Sie kennt deine normale Schwankung nicht. Bei einem Shop, dessen Klicks täglich um 30 Prozent springen, feuert sie ständig – bis niemand mehr hinsieht. Bei einer sehr gleichmäßigen Seite bleibt ein echter Einbruch von 15 Prozent dagegen unbemerkt. Die richtige Schwelle ist für jede Website eine andere, und niemand kennt sie im Voraus.

Sie kennt den Wochenrhythmus nicht. Suchdaten haben einen ausgeprägten Wochentagseffekt. Ein Vergleich von Montag mit Sonntag meldet jede Woche denselben „Einbruch" – der keiner ist.

Wie es stattdessen funktioniert

  1. Ein Tag wird nur mit denselben Wochentagen der Vorwochen verglichen – Montag gegen Montag, zwölf Wochen zurück.
  2. Erwartungswert ist der Median dieser Tage, das Streuungsmaß die mediane absolute Abweichung.
  3. Gemeldet wird, was deutlich außerhalb dieser normalen Schwankung liegt.

Der entscheidende Punkt ist die Wahl von Median und MAD statt Mittelwert und Standardabweichung: Diese Maße sind robust. Ein früherer Einbruch in der Historie verschiebt sie kaum – mit klassischer Statistik würde ein Vorfall den nächsten unsichtbar machen.

Zwei eingebaute Bremsen gegen Fehlalarme

  • Zu wenig Historie, kein Urteil. Unter sechs Vergleichstagen meldet der Detektor gar nichts. Ein Fehlalarm kostet mehr Vertrauen, als ein verpasster Tag nützt.
  • Kleine Zahlen bleiben still. Von 8 auf 2 Klicks ist statistisch auffällig, praktisch aber bedeutungslos. Unterhalb von zehn Klicks im Median wird nicht gemeldet.

Was in der Meldung steht

Die Benachrichtigung erklärt sich selbst, statt nur eine Prozentzahl zu nennen:

Die Klicks lagen am 02.08.2026 (Sonntag) bei 171 statt der für diesen Wochentag üblichen 390 (−56,1 %). Das ist deutlich mehr, als die normale Schwankung dieser Website erwarten lässt.

Klassische Alerts gibt es weiterhin

Wer lieber mit festen Schwellen arbeitet, kann das weiterhin tun. Verfügbar sind Regeln für Klick- und Impressionseinbrüche, Positionsverschlechterung, CTR-Rückgang, SCI-Veränderung, verlorene Keywords und einbrechende Seiten.

Alle Alerts erscheinen in der Oberfläche und werden auf Wunsch per E-Mail zugestellt – mit einer Sperrfrist, damit eine täglich anschlagende Regel nicht täglich mailt.

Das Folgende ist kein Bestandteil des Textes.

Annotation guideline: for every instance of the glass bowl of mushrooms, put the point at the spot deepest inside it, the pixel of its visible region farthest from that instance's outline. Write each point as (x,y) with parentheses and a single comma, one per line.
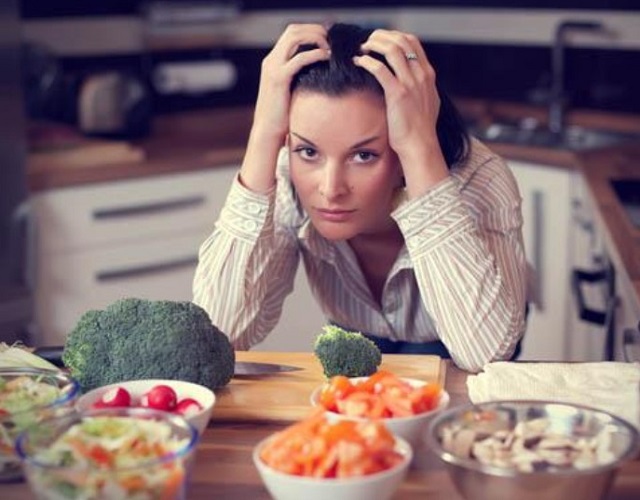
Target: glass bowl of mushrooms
(531,449)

Zur Einrichtung: Anomalie-Erkennung in der Dokumentation und Alerts einrichten.

Häufige Fragen

Wie viel Historie braucht die Erkennung?

Mindestens sechs gleiche Wochentage, also rund sechs Wochen Daten. Darunter gibt der Detektor bewusst kein Urteil ab, statt zu raten.

Bekomme ich jetzt mehr oder weniger E-Mails?

In der Regel deutlich weniger – aber die verbleibenden sind relevanter. Regelmäßige Schwankungen wie der Wochenendrückgang lösen keinen Alarm mehr aus.

Kann ich beides kombinieren?

Ja. Anomalie-Regeln und klassische Schwellenwert-Regeln lassen sich parallel für dieselbe Property anlegen.